Practice Pointer: Banks that routinely make real estate loans in special flood hazard areas should review whether any mutual aid societies exist that may provide flood insurance for collateral in these areas. Banks should seek assistance from Federal Reserve Board staff to analyze whether a particular mutual aid society’s insurance meets Board requirements.

Contact Christopher R. Rahl | | 410-576-4222

State and Federal Legislators Seek to Curb Confessions of Judgment

In response to a series of Bloomberg News articles detailing certain lenders’ use of New York confession of judgment procedures against out-of-state businesses, New York Governor Andrew Cuomo recently signed a bill aimed at curbing confessions of judgment in New York state courts. Confessed judgment provisions allow lenders to obtain judgment expeditiously against obligors upon a default under the applicable credit agreement. Under the act, lenders may not confess judgment against obligors residing outside of New York.

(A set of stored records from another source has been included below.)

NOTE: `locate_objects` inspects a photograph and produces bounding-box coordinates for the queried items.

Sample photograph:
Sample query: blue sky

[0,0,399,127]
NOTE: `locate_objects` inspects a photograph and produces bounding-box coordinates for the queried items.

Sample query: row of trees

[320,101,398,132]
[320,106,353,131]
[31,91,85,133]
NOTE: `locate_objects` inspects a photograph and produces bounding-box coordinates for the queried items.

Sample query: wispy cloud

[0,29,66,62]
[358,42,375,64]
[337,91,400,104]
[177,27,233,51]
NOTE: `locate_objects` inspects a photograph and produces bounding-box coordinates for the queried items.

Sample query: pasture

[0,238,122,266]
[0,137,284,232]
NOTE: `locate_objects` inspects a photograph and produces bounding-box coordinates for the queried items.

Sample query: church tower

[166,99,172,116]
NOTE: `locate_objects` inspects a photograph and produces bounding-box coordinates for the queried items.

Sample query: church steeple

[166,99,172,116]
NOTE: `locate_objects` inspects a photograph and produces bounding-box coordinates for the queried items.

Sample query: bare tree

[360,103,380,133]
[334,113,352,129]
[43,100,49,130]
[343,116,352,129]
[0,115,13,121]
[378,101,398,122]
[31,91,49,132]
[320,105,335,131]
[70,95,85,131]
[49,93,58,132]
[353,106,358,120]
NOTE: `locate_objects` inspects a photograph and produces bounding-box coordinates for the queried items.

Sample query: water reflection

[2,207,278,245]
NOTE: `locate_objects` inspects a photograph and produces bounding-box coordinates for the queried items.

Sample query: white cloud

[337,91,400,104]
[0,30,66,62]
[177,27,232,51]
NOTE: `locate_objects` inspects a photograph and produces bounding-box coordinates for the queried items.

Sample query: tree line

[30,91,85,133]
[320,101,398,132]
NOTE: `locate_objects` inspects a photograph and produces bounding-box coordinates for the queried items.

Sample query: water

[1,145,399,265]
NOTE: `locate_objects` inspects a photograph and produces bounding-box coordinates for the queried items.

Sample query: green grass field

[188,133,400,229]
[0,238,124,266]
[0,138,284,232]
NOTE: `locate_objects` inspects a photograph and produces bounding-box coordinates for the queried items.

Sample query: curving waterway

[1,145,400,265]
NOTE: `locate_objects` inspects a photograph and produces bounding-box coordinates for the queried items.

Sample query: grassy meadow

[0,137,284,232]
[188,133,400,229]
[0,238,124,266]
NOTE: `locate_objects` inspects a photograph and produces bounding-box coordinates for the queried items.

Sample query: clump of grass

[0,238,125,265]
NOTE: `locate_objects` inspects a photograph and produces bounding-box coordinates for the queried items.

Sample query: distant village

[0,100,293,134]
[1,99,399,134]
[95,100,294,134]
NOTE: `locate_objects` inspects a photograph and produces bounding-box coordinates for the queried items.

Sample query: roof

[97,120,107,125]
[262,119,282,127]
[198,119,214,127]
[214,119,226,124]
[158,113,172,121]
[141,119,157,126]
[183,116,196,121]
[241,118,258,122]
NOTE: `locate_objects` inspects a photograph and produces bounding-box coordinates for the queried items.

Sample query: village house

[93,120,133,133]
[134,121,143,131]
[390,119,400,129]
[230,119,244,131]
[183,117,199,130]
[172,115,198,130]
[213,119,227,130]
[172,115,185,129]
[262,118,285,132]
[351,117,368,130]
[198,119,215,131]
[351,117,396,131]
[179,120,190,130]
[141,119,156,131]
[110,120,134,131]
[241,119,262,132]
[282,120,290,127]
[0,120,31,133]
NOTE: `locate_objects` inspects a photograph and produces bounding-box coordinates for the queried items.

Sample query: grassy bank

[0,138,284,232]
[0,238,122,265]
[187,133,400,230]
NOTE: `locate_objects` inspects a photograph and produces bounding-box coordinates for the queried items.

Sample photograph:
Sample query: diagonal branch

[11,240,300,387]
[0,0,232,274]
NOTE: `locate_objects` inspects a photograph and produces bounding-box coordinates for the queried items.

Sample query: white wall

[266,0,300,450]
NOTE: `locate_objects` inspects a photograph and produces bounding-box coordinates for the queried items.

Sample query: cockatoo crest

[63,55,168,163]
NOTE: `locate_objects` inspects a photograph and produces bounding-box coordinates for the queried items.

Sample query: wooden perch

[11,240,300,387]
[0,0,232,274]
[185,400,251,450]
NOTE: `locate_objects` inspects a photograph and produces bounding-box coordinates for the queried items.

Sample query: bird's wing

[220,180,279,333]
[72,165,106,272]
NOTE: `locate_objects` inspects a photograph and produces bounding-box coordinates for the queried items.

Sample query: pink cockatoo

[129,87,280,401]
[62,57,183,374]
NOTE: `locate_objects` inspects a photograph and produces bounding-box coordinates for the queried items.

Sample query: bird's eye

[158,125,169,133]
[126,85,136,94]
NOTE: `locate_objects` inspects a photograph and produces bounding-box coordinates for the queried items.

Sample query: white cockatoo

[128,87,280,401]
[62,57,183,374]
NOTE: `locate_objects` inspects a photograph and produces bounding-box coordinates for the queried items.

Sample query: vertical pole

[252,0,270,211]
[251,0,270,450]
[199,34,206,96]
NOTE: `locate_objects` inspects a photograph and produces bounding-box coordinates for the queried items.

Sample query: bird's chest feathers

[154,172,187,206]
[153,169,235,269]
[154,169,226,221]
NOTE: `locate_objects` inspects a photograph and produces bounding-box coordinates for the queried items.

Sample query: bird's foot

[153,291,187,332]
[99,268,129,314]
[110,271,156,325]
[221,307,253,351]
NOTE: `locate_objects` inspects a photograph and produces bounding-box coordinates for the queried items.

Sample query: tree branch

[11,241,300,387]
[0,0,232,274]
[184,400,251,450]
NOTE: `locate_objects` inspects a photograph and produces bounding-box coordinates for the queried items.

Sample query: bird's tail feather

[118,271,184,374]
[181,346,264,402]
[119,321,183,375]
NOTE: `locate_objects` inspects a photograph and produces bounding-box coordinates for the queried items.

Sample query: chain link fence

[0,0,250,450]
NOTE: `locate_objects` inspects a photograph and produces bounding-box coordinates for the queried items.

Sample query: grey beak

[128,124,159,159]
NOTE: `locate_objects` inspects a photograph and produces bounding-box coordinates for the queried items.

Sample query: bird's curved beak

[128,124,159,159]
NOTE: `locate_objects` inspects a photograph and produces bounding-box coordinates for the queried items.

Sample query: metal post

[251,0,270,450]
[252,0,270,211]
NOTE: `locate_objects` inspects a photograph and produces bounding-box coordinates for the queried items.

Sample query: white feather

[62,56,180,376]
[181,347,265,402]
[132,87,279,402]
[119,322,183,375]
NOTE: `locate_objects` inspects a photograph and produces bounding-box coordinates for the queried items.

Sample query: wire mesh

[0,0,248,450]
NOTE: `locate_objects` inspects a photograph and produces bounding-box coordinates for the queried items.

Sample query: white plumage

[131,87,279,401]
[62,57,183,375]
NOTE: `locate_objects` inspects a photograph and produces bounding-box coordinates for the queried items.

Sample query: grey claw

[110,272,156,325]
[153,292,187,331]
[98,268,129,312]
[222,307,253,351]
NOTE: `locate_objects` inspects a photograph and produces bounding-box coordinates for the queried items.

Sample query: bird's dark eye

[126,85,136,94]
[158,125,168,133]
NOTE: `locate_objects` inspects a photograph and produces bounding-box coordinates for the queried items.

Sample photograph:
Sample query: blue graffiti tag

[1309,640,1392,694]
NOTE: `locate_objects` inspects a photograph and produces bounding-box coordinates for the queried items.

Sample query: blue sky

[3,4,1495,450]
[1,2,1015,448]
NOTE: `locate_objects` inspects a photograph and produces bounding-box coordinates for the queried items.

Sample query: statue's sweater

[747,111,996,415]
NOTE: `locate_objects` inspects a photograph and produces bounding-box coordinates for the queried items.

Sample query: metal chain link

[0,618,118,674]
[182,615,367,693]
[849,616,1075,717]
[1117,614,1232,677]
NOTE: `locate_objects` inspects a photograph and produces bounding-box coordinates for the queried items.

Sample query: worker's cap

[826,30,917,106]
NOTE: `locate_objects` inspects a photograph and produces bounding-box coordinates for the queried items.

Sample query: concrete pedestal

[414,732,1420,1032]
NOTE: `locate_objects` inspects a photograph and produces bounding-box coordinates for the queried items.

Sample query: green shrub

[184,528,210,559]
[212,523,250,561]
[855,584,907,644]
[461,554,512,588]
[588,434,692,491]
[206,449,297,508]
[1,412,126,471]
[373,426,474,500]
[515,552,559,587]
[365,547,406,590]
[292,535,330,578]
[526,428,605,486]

Some federal lawmakers wish to go further and bar the use of confessed judgments entirely. A bipartisan contingent of federal lawmakers have introduced the “Small Business Lending Fairness Act”, which seeks to prohibit the use of confessed judgments for all extensions of credit, regardless if the loan is for a commercial or consumer purpose. The bill has been referred to committee and we will continue to monitor its progress. Click here to read more about the legislation and its implications.

Practice Pointer: We have not yet observed a similar groundswell in Maryland seeking to curb the use of confessed judgments in commercial loan instruments. Thus, unless the Small Business Lending Fairness Act gains traction in Congress and eventually gets signed into law, confessed judgment provisions should remain enforceable under Maryland law for the foreseeable future. However, commercial lenders should be aware of the rising opposition against these provisions among state and federal lawmakers and plan accordingly.